WASHINGTON -- The U.S. Capitol building added an important new statue to its collection Wednesday, one that helps better tell America's intricate story.
Rosa Parks is known for what she refused to do: give up her seat on a Montgomery, Ala., bus so a white passenger could sit down.
Fifty-seven years after her simple gesture helped spark the civil rights movement, Parks made history again as her image and story was welcomed into the U.S. Capitol's Statuary Hall.
"It's the first statue of an African-American woman to be placed in this Capitol," Speaker of the House John Boehner, R-Ohio, said.
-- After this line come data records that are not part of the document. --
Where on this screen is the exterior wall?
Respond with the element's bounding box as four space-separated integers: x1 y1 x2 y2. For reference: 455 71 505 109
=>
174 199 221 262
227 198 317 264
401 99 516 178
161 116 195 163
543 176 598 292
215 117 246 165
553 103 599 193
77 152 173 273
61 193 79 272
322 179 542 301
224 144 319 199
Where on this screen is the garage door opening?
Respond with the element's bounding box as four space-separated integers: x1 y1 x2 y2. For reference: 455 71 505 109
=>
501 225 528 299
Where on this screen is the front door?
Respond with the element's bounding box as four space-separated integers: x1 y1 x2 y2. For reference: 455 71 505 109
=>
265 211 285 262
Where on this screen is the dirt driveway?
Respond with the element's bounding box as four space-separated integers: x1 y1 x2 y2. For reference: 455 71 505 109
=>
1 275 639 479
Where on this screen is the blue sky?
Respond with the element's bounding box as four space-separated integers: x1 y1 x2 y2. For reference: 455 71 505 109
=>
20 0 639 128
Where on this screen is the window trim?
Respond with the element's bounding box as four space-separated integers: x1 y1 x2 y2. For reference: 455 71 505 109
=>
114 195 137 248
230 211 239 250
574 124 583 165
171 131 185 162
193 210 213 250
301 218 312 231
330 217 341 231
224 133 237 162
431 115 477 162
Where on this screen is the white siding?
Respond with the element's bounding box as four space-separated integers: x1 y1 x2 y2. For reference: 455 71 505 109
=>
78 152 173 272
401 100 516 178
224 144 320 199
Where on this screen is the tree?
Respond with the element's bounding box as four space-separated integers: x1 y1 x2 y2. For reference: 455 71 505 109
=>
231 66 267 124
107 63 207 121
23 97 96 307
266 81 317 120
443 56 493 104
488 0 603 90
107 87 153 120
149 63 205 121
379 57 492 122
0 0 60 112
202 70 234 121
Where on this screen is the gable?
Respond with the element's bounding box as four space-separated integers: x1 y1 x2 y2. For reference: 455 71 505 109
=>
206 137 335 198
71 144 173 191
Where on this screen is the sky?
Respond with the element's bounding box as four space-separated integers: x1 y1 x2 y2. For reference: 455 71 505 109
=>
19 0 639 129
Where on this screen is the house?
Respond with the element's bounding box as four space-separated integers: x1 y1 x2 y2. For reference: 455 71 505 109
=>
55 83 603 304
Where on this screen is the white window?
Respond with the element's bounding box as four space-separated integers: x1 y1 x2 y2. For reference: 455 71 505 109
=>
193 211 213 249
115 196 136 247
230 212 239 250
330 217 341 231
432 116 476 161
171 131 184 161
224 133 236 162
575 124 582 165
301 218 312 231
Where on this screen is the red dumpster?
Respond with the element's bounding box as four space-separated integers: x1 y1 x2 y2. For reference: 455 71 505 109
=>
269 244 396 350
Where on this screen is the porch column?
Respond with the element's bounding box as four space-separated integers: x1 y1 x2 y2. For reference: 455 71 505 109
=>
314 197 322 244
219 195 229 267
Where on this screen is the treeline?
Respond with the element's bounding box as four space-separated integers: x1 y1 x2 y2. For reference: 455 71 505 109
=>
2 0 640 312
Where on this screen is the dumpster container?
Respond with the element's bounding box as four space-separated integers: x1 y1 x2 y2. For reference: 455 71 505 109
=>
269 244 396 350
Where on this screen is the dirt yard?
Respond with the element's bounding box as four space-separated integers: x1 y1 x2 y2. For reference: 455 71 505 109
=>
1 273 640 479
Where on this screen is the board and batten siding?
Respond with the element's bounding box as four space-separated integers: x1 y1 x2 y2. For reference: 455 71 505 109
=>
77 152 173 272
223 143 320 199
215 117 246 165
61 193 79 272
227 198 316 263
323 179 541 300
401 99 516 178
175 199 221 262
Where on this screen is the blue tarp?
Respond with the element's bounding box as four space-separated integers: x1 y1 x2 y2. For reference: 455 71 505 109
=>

Parks is an unlikely American heroine.
"We celebrate a seamstress, slight in stature but mighty in courage," President Obama said at the ceremony unveiling the statue.
When she wouldn't give up her seat, Parks was arrested. Days later a new pastor in town by the name of Martin Luther King Jr. stood by her as she challenged the charges.
A boycott of city buses began. Montgomery's black citizens walked where they needed to go.
"Three-hundred eighty-five days after Rosa Parks refused to give up her seat the boycott ended," Obama said. "Black men and women and children re-boarded the buses of Montgomery, newly desegregated, and sat in whatever seat happened to be open.
Parks sculpture was crafted by California artist Eugene Daub, who chose to have her sitting, but not on a bus seat.
Instead she's rooted to her environment, making it clear she's not to be moved.
"This is kind of a super woman in a way in Clark Kent's clothing," Daub explained. "She's this courageous warrior for racial injustice and yet she sits quietly in mid-century dress and is looking, for all intents and purposes, as an average American citizen."
"When we make 'In God We Trust' not just a motto, but a mission, as Rosa Parks did, any burdon can be lifted," Boehner said.